Gasterosteus aculeatus had them too and they are realy, realy lovely fish. They are territorial and predatory and like tiny pikes. I kept together with gold fish in the pond and winter tank in side. Funny is if you see how they distroy a relative big earthwurm. Only thing is, not that they are expensive, ask the age maybe they tell you the truth if they don't know, stickelbacks live 1 maybe 2 years at the most in captivety. The warmer the water the sooner they die. Than there is an other member of the family Pungitius pungitius, also and even more suitable for aquarium, but harder to find.

with cold water species, the temperature is the crucks.. In nature they have commonly seasons and cooler temps most time of the year. Indoor the temps are  always room temp with a minimum of 10 to 15 degrees celcius, depending where you live and how you burn your stove and this wil shorten their life sicnificantly if you don't cool the tank.

If you like the fish to have a long happpy life, thus you need a cooler instead of a heater.
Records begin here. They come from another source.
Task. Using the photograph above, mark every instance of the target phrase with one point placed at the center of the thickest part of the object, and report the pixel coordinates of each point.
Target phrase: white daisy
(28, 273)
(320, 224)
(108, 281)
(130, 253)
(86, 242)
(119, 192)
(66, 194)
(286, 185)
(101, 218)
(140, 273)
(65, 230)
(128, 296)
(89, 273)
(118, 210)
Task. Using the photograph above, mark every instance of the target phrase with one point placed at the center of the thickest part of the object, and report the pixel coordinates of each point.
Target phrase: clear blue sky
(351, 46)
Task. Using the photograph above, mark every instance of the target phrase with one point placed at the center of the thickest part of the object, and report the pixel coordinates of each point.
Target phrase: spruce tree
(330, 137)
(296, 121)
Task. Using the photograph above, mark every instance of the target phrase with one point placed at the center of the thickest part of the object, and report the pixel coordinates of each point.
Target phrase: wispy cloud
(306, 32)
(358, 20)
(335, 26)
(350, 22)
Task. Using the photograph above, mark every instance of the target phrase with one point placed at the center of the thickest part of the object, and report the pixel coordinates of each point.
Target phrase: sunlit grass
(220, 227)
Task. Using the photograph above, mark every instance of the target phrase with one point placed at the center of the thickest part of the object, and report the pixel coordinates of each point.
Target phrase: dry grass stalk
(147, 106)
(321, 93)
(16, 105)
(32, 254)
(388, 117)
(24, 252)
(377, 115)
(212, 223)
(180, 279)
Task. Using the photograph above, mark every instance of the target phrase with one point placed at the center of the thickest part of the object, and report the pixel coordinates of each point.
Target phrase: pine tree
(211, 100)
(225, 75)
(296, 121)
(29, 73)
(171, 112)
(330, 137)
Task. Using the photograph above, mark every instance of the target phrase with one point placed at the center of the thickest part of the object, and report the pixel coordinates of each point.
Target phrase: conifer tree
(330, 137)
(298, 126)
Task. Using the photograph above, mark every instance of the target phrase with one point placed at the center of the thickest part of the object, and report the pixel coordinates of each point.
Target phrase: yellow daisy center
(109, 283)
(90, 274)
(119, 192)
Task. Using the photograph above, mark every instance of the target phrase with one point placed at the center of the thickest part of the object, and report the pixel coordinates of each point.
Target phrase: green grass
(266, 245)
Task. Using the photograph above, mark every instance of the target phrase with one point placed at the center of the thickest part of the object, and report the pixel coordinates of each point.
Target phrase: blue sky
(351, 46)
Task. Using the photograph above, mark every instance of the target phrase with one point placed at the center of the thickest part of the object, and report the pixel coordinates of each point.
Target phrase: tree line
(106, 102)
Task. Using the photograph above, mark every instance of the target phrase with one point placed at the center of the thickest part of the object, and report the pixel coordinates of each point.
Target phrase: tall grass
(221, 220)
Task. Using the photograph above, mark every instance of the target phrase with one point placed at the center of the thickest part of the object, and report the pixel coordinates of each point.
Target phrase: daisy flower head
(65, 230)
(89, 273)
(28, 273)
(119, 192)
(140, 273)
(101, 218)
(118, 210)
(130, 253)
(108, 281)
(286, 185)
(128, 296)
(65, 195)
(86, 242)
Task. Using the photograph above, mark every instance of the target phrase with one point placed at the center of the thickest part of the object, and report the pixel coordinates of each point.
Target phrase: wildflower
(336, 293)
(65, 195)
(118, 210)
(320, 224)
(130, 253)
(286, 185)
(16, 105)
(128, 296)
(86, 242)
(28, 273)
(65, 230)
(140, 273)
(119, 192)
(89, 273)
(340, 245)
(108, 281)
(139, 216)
Back to square one? Or take the down side and by/find new fish every year.

The common minnow could be a nice cold water school fish for a tank (reproduces easily also).

Hara Jerdoni can do from 16 celcius.

Goldfish of course, tend to get to big for aquarium, but when also depends a little on how much you feed them and the genes they got from grandpa, some stay smaller than others. But if properly taken care for all can grow very old.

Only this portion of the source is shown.